I acknowledge the Parish Priest, Fr Pawel Kopczynski CSMA; past Parish Priests Fr George Connolly and Michaelite Fr Janusz Bieniek CSMA; and ‘old boys’ of the parish Bishop David Walker, Emeritus of Broken Bay, and Fr Matthew Digges.

From the Franciscan Friars who ministered in this parish in its first decades I welcome Fr Philip Miscamble OFM and from the Sisters of St Joseph, who ministered alongside them, Sr Francis Flemming RSM; and from the Presentation Sisters who followed after them, Srs Anne Jordan PBVM and Julianne Murphy PBPV. From the parish school we have the present Principal, Kim Whyte, along with ex-Headmistress Louise Minogue, staff and students.
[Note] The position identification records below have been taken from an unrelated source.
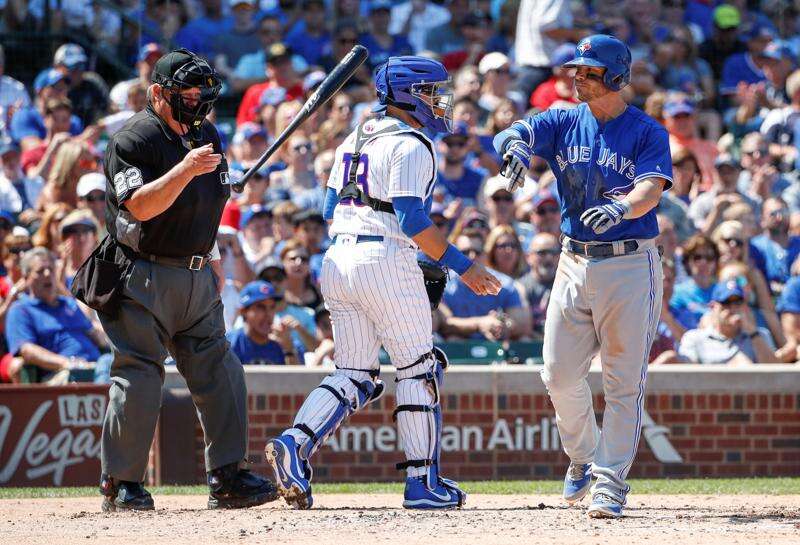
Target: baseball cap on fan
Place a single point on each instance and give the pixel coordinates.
(257, 291)
(725, 292)
(70, 55)
(93, 181)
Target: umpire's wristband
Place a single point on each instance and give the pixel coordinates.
(455, 260)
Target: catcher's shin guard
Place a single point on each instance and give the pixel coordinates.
(419, 415)
(338, 396)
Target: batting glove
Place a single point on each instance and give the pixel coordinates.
(516, 162)
(602, 218)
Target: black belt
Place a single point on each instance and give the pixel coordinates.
(362, 238)
(605, 249)
(192, 262)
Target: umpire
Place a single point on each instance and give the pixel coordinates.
(167, 187)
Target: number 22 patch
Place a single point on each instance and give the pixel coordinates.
(127, 180)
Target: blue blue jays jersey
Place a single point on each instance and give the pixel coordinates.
(595, 163)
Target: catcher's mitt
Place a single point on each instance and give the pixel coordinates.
(436, 278)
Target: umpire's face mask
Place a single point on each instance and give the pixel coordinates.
(190, 106)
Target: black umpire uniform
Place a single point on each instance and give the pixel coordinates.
(168, 300)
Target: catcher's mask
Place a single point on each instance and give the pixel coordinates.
(182, 69)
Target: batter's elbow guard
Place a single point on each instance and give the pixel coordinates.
(435, 277)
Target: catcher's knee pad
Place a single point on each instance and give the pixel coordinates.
(419, 418)
(338, 396)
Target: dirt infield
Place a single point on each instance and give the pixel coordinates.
(339, 519)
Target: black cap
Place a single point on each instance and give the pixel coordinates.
(477, 18)
(278, 50)
(307, 215)
(168, 69)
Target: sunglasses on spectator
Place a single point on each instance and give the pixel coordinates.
(733, 242)
(78, 230)
(503, 198)
(506, 246)
(87, 164)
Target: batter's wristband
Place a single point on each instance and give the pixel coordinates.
(455, 260)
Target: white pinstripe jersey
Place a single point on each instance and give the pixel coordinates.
(397, 164)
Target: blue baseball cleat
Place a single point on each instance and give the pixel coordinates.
(605, 507)
(292, 473)
(446, 495)
(577, 482)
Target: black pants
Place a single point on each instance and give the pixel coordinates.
(169, 309)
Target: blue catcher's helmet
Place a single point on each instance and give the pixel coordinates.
(418, 85)
(604, 51)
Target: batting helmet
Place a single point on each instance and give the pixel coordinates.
(604, 51)
(418, 85)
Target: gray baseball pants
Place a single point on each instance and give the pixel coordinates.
(611, 305)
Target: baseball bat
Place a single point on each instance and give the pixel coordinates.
(329, 87)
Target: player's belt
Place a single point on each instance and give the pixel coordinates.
(603, 249)
(362, 238)
(192, 262)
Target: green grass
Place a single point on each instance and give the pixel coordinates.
(776, 486)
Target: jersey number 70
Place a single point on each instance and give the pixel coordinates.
(361, 179)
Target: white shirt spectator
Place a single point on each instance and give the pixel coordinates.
(421, 22)
(532, 47)
(10, 200)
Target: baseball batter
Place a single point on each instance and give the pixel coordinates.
(377, 201)
(611, 162)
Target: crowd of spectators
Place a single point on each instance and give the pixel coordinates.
(723, 79)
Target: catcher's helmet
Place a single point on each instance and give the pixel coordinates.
(418, 85)
(604, 51)
(182, 69)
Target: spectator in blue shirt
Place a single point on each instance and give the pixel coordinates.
(48, 330)
(691, 298)
(261, 341)
(380, 44)
(200, 34)
(459, 180)
(309, 38)
(779, 249)
(27, 125)
(789, 309)
(491, 317)
(747, 67)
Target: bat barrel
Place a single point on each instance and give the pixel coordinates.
(324, 92)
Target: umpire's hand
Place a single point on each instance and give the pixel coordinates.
(201, 160)
(481, 281)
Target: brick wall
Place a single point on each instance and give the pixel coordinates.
(502, 431)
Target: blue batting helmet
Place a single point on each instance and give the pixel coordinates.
(418, 85)
(604, 51)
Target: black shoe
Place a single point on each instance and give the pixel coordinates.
(124, 496)
(234, 488)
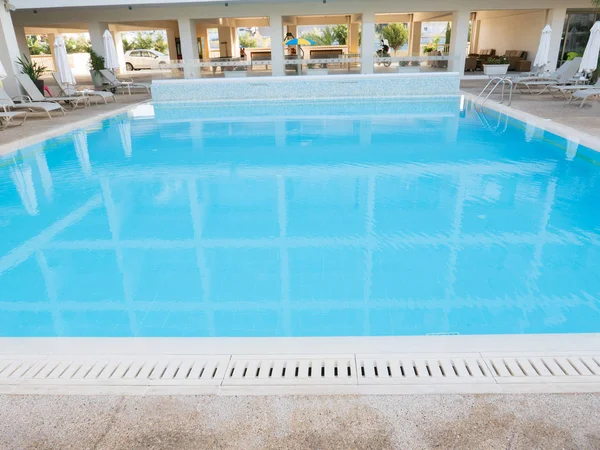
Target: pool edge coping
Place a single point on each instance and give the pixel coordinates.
(18, 144)
(564, 131)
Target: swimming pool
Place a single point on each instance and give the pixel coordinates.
(352, 218)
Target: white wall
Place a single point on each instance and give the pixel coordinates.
(525, 30)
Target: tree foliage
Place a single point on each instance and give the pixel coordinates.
(38, 45)
(396, 34)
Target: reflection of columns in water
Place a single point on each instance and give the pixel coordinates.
(40, 159)
(23, 181)
(81, 148)
(125, 134)
(280, 130)
(365, 132)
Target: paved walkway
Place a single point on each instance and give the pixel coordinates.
(586, 119)
(370, 422)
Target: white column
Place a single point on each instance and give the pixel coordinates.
(415, 44)
(172, 44)
(118, 38)
(353, 30)
(51, 40)
(556, 20)
(9, 52)
(458, 41)
(277, 59)
(189, 46)
(22, 41)
(96, 30)
(367, 48)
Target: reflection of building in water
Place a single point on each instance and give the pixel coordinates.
(23, 181)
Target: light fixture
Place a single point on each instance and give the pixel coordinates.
(9, 6)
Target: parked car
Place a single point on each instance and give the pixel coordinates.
(145, 59)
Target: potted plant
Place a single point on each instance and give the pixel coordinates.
(236, 72)
(96, 65)
(407, 67)
(496, 65)
(33, 70)
(316, 69)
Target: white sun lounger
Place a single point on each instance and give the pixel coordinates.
(35, 95)
(566, 91)
(584, 95)
(28, 105)
(70, 90)
(540, 84)
(8, 117)
(115, 83)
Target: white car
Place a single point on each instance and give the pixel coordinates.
(145, 59)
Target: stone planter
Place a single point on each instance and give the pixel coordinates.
(495, 69)
(235, 73)
(408, 69)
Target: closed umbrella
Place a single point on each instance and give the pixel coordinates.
(111, 61)
(2, 71)
(62, 62)
(542, 56)
(589, 62)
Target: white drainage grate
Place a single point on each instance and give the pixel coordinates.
(400, 369)
(550, 368)
(123, 371)
(269, 371)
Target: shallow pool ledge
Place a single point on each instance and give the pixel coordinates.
(306, 87)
I welcome from the community Hon. Matt Thistlewaite MP, the Federal Member for Kingsford-Smith; Mr Bruce Notley-Smith MP, the State Member for Coogee; and Councillor Noel D’Souza, the Mayor of Randwick.

As we begin our Mass today, we remember with gratitude all those who built this parish over the century past, those who serve in it still, and commend it to Almighty God in the century ahead.